Spin-Lattice Relaxation Rates of Lipid Spin Labels as a Measure of Their Rotational Diffusion Rates in Lipid Bilayer Membranes

The spin-lattice relaxation rate (T(1)(−1)) of lipid spin labels obtained from saturation recovery EPR measurements in deoxygenated membranes depends primarily on the rate of the rotational diffusion of the nitroxide moiety within the lipid bilayer. It has been shown that T(1)(−1) also can be used as a qualitative convenient measure of membrane fluidity that reflects local membrane dynamics; however, the relation between T(1)(−1) and rotational diffusion coefficients was not provided.
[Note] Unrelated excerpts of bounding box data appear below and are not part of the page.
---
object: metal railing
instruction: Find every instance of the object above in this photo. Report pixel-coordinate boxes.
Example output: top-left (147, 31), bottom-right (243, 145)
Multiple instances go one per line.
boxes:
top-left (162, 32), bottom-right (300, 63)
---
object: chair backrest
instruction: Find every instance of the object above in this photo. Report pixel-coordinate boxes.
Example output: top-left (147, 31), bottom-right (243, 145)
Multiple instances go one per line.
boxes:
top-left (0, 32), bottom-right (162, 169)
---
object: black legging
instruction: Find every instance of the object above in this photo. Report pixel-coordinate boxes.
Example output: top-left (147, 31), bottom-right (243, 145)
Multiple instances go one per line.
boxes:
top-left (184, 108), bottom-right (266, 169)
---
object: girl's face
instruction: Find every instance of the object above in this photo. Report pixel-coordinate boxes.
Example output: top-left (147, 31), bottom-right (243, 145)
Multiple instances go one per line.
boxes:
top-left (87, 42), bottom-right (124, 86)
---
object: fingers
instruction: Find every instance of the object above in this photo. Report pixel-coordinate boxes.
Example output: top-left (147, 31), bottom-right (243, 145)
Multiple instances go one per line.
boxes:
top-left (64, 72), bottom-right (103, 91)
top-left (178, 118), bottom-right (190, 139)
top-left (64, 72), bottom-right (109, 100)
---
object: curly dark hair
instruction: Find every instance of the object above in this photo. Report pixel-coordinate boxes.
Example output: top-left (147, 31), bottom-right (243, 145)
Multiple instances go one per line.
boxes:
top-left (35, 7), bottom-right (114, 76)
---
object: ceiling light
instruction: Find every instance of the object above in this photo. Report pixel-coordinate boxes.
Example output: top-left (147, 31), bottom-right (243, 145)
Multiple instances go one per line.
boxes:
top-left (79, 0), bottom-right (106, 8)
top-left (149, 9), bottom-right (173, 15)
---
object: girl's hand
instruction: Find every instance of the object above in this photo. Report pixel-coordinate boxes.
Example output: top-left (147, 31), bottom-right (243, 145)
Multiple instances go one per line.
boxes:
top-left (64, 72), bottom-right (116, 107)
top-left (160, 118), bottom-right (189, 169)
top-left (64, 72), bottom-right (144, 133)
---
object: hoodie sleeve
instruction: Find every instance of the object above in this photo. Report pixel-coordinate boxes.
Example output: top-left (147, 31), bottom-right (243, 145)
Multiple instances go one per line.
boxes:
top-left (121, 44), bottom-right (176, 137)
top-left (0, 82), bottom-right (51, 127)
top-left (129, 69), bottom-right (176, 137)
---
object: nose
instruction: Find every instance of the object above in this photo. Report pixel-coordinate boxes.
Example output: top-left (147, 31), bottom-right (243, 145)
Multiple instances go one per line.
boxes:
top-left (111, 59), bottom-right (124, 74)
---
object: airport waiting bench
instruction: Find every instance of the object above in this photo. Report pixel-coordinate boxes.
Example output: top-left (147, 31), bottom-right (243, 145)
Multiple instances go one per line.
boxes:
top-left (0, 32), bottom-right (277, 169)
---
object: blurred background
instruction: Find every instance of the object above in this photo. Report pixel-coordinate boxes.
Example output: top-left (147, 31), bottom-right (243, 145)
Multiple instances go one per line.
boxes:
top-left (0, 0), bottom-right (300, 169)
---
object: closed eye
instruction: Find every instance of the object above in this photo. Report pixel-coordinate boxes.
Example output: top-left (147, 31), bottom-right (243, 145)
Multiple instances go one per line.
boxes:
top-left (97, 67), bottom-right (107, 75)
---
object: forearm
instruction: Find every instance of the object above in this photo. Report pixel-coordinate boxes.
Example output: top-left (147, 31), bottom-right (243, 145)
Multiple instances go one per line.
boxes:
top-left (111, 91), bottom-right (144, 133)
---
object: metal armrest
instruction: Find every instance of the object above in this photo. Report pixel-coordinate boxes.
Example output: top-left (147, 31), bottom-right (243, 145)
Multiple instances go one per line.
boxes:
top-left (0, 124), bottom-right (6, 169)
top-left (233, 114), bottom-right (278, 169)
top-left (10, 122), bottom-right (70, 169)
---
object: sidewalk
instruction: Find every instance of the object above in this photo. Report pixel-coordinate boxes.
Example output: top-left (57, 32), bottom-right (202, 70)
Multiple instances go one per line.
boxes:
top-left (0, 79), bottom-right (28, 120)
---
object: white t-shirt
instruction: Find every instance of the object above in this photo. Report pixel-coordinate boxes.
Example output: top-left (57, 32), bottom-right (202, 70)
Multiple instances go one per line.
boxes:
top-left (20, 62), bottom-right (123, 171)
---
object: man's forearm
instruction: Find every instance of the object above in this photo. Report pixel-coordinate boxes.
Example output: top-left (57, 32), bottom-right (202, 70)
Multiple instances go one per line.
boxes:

In this study, using data previously presented for continuous wave and saturation recovery EPR measurements of phospholipid analog spin labels, one-palmitoyl-2-(n-doxylstearoyl)phosphatidylcholine in 1,2-dimyristoyl-sn-glycero-3-phosphorylcholine/cholesterol membranes, we show that measured T(1)(−1) values are linear functions of rotational diffusion of spin labels. Thus, these linear relationships can be used to transfer T(1)(−1) values into spin label rotational rates as a precise description of membrane fluidity. This linearity is independent through the wide range of conditions including lipid environment, depth in membrane, local hydrophobicity, and the anisotropy of rotational motion. Transferring the spin-lattice relaxation rates into the rotational diffusion coefficients makes the results obtained from saturation recovery EPR spin labeling easy to understand and readily comparable with other membrane fluidity data.